Collective: is Georgia joining Israel in the pantheon of allies that all politicians have to pledge their fealty to? As much as I want the best for the country and its people, Georgia is not Israel. And the infighting amongst the one-time Orange Coalition, for that matter, is a reason not to rush them into NATO.
McCain: “So let me get this right. We sit down with Ahmadinejad, and he says, “We’re going to wipe Israel off the face of the Earth,” and we say, “No, you’re not”? Oh, please.” Nice line on a dispute that, to be frank, amounts to more sound than fury. Neither an Obama nor a McCain Administration is is likely to differ radically from one another when it comes to meeting with, or not meeting with, our adversaries.
Obama: “Now here’s what we need to do. We do need tougher sanctions.
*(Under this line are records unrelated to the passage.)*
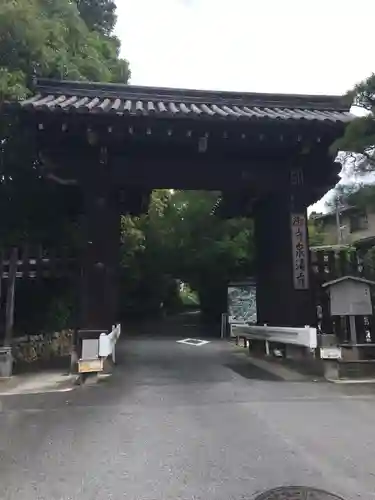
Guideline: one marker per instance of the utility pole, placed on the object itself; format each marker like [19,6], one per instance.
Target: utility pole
[338,225]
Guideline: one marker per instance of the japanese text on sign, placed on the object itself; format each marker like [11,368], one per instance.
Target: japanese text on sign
[300,252]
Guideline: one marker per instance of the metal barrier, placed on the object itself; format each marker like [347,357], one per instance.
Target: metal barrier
[107,343]
[306,336]
[96,346]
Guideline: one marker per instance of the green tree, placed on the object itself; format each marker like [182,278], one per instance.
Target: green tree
[99,15]
[180,238]
[358,141]
[50,37]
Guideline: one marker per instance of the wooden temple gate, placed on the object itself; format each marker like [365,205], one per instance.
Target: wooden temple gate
[268,154]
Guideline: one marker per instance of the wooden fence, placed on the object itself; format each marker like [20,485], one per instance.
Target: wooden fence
[29,263]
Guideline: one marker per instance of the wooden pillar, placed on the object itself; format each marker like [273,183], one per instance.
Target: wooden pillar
[101,248]
[284,296]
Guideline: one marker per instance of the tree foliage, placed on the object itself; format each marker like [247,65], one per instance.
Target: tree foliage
[359,195]
[181,239]
[51,39]
[358,141]
[99,15]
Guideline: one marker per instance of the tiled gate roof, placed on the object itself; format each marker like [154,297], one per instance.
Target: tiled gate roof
[128,100]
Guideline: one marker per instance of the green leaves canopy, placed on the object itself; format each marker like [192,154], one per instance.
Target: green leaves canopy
[181,238]
[359,138]
[50,37]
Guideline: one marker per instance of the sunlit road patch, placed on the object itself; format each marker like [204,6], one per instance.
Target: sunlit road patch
[195,342]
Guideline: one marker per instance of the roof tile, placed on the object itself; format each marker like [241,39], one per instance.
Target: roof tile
[131,100]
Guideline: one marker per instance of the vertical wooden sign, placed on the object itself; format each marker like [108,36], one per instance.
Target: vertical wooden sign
[300,251]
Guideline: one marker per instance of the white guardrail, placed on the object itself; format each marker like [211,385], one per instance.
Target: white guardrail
[306,336]
[107,343]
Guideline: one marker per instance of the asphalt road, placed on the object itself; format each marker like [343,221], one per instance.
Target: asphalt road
[186,422]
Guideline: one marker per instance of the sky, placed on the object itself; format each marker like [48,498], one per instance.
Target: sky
[281,46]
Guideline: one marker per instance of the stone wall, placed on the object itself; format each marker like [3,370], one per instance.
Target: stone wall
[43,347]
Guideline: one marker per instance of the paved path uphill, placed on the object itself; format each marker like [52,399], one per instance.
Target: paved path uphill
[186,422]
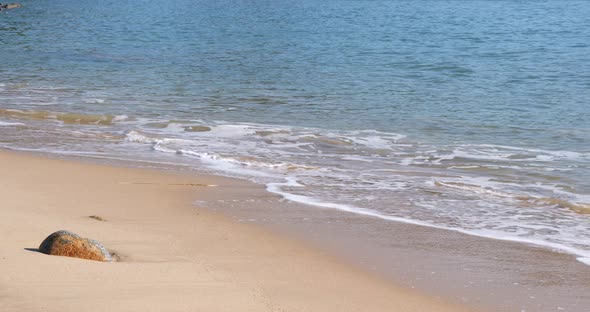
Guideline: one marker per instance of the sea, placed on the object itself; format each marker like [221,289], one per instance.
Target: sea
[470,116]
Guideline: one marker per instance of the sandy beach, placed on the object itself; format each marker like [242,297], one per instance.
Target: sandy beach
[174,257]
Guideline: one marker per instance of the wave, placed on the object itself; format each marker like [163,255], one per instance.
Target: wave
[582,256]
[66,118]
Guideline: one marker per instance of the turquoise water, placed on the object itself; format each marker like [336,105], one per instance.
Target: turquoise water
[466,115]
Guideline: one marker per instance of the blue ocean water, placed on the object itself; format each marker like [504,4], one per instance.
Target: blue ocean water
[466,115]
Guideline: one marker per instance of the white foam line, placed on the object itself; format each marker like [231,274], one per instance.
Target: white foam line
[582,256]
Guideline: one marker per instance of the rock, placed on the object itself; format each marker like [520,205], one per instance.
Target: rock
[9,6]
[66,243]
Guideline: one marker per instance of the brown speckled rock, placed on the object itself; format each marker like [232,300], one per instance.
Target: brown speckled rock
[66,243]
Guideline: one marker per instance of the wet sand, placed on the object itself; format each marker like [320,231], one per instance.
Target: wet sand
[175,256]
[491,275]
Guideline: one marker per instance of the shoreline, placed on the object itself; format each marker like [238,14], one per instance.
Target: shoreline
[174,256]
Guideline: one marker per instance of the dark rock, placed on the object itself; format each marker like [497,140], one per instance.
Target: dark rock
[66,243]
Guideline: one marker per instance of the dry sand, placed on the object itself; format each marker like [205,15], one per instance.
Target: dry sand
[175,257]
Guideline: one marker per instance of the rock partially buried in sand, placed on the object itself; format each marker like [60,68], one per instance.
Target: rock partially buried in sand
[68,244]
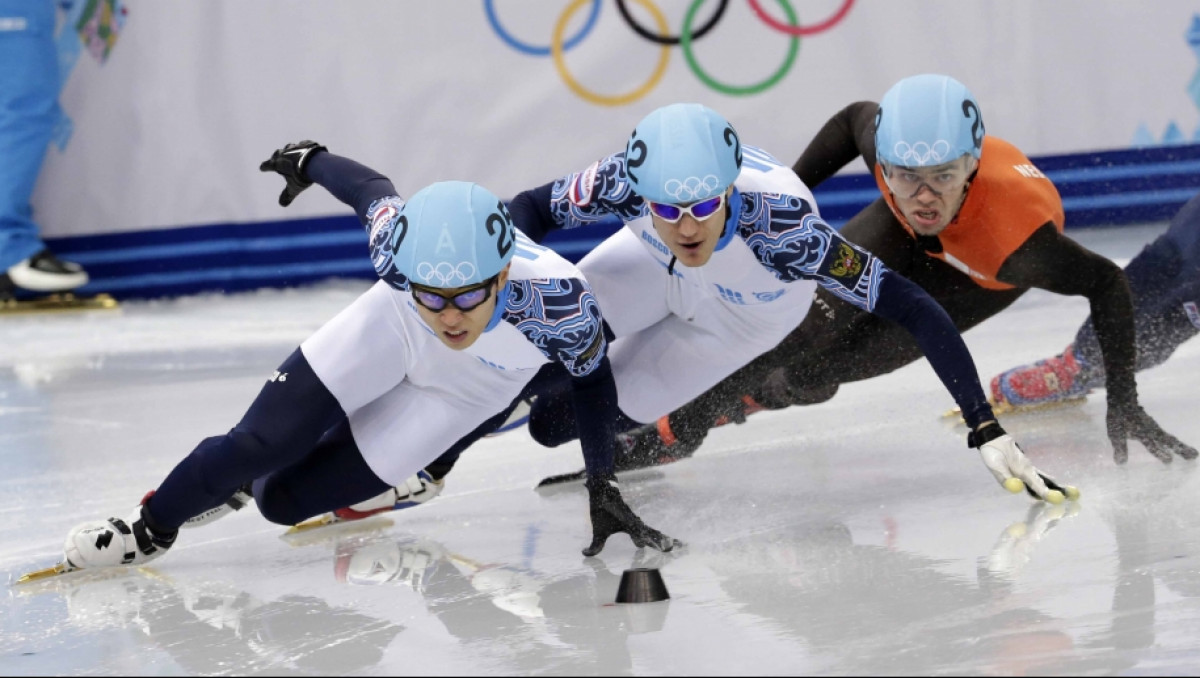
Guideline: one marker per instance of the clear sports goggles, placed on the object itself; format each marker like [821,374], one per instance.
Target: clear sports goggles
[465,301]
[907,181]
[699,210]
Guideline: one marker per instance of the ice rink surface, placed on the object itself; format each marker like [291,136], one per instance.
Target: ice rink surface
[857,537]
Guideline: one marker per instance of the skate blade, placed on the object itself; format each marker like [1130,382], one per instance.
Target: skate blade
[53,303]
[1008,408]
[46,573]
[561,479]
[324,527]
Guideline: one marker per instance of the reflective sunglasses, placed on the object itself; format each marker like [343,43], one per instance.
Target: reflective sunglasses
[465,301]
[699,210]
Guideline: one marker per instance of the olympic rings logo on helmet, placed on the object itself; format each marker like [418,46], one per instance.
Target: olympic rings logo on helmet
[444,274]
[921,154]
[691,189]
[559,43]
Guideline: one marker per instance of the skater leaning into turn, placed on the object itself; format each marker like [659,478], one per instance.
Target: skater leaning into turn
[721,252]
[429,359]
[964,215]
[1164,279]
I do not agree with Senator McCain that we’re going to be able to execute the kind of sanctions we need without some cooperation with some countries like Russia and China that are, I think Senator McCain would agree, not democracies, but have extensive trade with Iran but potentially have an interest in making sure Iran doesn’t have a nuclear weapon.” And herein lies one of the key problems with the League of
Justice Democracies proposal.
Collective: the features that made this debate boring also, in many ways, reflected well on the two candidates. It isn’t surprising that they both maintain high favorability ratings at this point in the campaign.
McCain, by a hair. He was smoother, spoke with more authority, and dominated the debate once it turned to foreign policy. But this was a narrow victory on points, and I suspect that the McCain campaign would’ve liked more than that.
The pundits, who may have to actually discuss substance for once (but don’t hold your breath).